There are more than 1.5 million registered nonprofits in operation across the U.S. So how can you help make yours stand out in a veritable sea of similar humanitarian organizations? Whether part of a targeted campaign or the larger picture, digital marketing is a promising choice for increasing your revenue along with the reach of your organization.
But when it comes to digital marketing, it can be difficult to pinpoint the most important parts of your nonprofit’s strategy. Should you focus on content, ads, social media, organic SEO, or something else? If you’re looking to build your site’s reach and grow your online reputation, link building should also be included in your marketing strategy. But link building is often a complex process that requires a number of steps in order to be successful. So, as a nonprofit owner or manager, how can you best incorporate link building into your marketing strategy? What are some of the dos and don’ts of link building?
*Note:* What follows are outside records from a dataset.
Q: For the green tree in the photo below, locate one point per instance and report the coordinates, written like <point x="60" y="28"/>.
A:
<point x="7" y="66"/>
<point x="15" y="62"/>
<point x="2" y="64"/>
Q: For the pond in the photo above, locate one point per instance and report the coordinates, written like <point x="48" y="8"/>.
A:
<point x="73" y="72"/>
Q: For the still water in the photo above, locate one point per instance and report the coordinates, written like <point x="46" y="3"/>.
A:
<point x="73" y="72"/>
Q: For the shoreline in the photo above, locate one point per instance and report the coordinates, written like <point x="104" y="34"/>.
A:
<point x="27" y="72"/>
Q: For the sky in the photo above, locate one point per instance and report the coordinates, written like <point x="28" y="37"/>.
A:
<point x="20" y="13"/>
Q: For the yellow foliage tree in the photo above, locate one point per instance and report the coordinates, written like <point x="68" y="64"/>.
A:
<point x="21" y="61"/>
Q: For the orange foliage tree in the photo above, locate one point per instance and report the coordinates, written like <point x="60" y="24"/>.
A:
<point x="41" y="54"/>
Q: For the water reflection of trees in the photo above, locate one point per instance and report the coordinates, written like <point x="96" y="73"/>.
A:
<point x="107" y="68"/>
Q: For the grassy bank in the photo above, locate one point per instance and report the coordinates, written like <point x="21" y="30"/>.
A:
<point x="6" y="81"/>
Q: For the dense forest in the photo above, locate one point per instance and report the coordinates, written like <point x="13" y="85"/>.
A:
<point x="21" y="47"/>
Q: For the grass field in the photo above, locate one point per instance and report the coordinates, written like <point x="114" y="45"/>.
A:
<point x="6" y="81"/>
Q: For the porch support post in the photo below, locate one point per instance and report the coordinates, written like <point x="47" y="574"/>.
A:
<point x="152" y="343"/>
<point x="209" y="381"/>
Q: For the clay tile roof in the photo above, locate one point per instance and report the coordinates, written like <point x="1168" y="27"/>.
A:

The Lowdown on Link Building
Among nonprofits and for-profit businesses alike, the link building process should begin with a little bit of background on the methodology. Simply put, a successful link building campaign can help your nonprofit’s website to rank higher than your competition on Google search pages, as well as other search engines. Ideally, you want your organization’s website to pop up on page 1 following a user search. That’s because at least 71% of people don’t go past page 1 to find what they’re looking for.
What’s more, websites that rank on the first page are typically considered by users to be the most reputable, even if that isn’t the case. In fact, Google’s page rank algorithm has been shrouded in mystery since its development in the late 1990s. The exact way Penguin, the latest algorithm version, determines page rank remains as elusive as ever, but we do know that Penguin looks at both the number of other sites that have linked to your main domain, as well as the quality of those links.
So how does your nonprofit go about building links in order to catch the discerning eye of Google Penguin? It all starts with content. When your website or blog provides quality, linkable content, you’re one step closer to a page 1 ranking.
High-Quality Content: At the Core of Link Building
Businesses need to have compelling, informative, and effective content in order to proceed with a healthy and robust link building campaign. Therein lies the true heart of link building: engaging and informative content that’s worth linking to. Although unscrupulous practices exist wherein you can purchase links back to your website (called “black hat” link building), black hat tactics are expressly forbidden by Google’s terms of service.
Quality links, therefore, must be earned rather than given. That’s why it’s crucial that you create content that is well-researched and designed to answer user questions in a way that no other resource can. Research is an ideal starting point. Browse the websites of your competitors and see what types of information their blog provides. Are there any subjects they have neglected? If so, perhaps you’ve found your content niche.
When creating linkable content, hand the job over to the best writers you can find. Proper grammar and syntax really do matter in the realm of content marketing. If your content is riddled with grammatical errors, overdone slang, or typos, it’s more likely to get passed over. It’s also important to note that longer content is likely to get you more links and shares than shorter pieces or clickbait-style articles.
Link Building Tips and Tricks
Creating linkable content is just the starting point of a successful link building campaign. Next, you’ll need to put your networking skills to the test. Reach out to your existing partners and like-minded organizations in the nonprofit community. An existing professional relationship serves as a strong foundation for link building.
Ideally, you want your content linked by reputable websites, most notably .gov and .edu websites, which the majority of users consider to be highly trustworthy. If you reach the point where you’ve exhausted your networking list and only have a handful of backlinks to show for it, it may be prudent to seek outside help. Consider adding an experienced link builder to your nonprofit’s payroll, or outsourcing the job to a marketing company that specializes in link building.
When embarking on a link building campaign, knowing what to avoid is just as important as understanding what to do right. As we have seen, engaging in black hat link building schemes can harm your website’s visibility rather than elevate it. You should also be sure not to skimp on content that’s well-researched, engaging, and authoritative.
Further, it would be a mistake to view link building as simply a fleeting trend in the realm of digital marketing. The practice has been in widespread use since at least 2014, and Google Penguin continues to view backlinks as one of the important aspects in determining page rank.
Ultimately, link building is inherently beneficial to your bottom line but can also be a time-consuming and expensive process. It’s up to you and your nonprofit’s marketing team to determine whether the cost is worth it. But when it comes down to it, backlinks have a direct correlation to Google traffic and page rank, equating greater visibility to your nonprofit and its underlying mission.